水たまりを思い切り走り抜けたせいで、ジュブジュブと靴が鳴いた。


俺は何故ここまで必死になる? 


取材はもういいんだろう? 


なら彼女のことはもういいではないか。


オカルト話を取材したところで放送できないだろ。


接待は終わりだ。


そう思うのに……。


体が言うことをきいてくれない。


彼女を追って走り続ける。


脳裏に走るのは、新人時代に聞いた元上司の話。






「お前には人間として何かが足りないんだよ。分かるかルーク?」


「分かりません。
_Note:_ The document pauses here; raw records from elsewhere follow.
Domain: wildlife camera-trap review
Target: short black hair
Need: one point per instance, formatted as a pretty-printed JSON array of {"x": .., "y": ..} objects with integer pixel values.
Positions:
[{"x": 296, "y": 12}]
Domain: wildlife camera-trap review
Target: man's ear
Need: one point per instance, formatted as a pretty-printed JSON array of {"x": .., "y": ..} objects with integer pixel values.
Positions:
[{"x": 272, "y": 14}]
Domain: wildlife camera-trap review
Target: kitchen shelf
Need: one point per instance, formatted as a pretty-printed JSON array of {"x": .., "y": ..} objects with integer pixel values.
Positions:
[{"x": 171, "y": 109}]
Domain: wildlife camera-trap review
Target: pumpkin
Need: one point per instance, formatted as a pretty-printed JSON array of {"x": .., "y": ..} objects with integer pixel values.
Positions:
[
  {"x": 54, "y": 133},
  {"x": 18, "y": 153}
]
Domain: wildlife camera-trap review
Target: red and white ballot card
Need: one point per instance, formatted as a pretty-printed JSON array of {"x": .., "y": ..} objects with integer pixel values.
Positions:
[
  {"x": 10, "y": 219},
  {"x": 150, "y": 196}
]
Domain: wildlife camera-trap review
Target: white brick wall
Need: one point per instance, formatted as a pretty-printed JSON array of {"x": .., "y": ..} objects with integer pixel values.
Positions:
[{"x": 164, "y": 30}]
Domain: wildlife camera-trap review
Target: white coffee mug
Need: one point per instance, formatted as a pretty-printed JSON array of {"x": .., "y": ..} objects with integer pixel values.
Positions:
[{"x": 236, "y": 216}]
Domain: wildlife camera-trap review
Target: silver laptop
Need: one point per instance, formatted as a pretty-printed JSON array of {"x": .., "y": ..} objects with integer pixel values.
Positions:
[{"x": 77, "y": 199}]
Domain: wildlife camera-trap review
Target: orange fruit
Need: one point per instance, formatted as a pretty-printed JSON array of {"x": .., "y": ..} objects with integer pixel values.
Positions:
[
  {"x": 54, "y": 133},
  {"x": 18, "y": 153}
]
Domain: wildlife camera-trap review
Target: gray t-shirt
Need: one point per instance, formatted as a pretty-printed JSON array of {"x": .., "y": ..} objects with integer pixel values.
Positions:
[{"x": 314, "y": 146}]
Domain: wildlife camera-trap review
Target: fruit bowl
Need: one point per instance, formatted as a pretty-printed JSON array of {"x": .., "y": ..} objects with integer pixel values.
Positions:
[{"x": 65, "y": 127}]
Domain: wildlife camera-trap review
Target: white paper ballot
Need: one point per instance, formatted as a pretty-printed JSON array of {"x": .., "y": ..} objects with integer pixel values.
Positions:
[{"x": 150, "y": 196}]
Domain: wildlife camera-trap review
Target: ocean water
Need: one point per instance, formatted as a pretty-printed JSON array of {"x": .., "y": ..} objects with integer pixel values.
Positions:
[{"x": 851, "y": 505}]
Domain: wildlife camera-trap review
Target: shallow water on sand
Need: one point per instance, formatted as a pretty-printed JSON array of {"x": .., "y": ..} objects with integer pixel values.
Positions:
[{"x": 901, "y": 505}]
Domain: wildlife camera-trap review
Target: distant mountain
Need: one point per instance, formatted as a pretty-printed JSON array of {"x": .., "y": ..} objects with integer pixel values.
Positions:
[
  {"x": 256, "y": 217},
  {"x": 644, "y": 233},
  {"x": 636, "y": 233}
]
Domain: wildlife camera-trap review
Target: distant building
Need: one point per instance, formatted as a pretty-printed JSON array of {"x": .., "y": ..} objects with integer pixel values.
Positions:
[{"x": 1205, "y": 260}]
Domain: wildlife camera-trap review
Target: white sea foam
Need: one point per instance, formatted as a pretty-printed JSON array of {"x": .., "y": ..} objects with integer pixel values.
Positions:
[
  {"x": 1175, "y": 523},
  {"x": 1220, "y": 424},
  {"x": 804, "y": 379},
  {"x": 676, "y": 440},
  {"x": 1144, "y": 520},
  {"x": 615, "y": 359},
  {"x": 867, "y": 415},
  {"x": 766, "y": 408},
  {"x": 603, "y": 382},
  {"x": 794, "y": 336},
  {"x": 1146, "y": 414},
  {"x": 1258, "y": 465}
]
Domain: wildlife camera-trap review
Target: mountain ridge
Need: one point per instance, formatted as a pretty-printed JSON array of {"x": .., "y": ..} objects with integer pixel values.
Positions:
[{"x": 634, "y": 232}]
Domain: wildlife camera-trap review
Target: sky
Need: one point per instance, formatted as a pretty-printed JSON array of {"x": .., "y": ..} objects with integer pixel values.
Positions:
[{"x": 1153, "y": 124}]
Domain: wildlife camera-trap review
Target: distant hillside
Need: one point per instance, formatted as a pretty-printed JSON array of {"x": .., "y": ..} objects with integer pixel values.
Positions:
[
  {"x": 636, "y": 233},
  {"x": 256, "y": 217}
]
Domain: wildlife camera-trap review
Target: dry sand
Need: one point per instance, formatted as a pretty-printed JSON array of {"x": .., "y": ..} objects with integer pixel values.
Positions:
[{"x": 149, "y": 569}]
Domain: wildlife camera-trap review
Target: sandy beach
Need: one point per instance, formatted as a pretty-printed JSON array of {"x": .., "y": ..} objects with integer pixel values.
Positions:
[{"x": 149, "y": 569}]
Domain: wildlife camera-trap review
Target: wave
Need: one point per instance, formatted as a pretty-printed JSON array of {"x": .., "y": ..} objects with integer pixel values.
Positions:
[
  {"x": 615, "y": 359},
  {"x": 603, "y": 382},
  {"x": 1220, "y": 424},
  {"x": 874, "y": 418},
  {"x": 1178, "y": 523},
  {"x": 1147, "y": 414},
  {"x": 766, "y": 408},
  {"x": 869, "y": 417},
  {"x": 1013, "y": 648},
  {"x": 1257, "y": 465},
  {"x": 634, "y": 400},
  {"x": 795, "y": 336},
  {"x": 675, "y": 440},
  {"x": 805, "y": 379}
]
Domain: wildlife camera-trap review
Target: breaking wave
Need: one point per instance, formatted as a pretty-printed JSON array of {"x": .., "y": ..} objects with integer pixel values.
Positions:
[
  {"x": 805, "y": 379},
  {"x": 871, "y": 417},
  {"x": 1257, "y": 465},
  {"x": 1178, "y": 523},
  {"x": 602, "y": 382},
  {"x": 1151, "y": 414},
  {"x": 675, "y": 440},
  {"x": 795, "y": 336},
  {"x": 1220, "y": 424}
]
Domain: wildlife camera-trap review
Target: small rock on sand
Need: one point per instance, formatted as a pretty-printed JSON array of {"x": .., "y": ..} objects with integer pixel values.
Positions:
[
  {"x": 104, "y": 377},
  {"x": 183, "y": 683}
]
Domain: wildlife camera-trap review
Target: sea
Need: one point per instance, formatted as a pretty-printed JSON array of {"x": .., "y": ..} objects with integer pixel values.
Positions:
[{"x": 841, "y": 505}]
ですが、自分のことは、俺が一番よく分かっているつもりです。

人間として欠如しているものがあるなど、一度も感じたことはありません」


「じゃあ教えてやるよ。お前に足りないものはな……」






柵の方へ走っていく彼女の背中に手を伸ばす。


「待ってくれっ! 和歌! ……俺は、まだっ、……君に何もっ!」


ボイスレコーダーがポケットから飛び出し砂利道に転がっていく。


そのままの勢いで、俺は彼女を後ろから抱きしめた。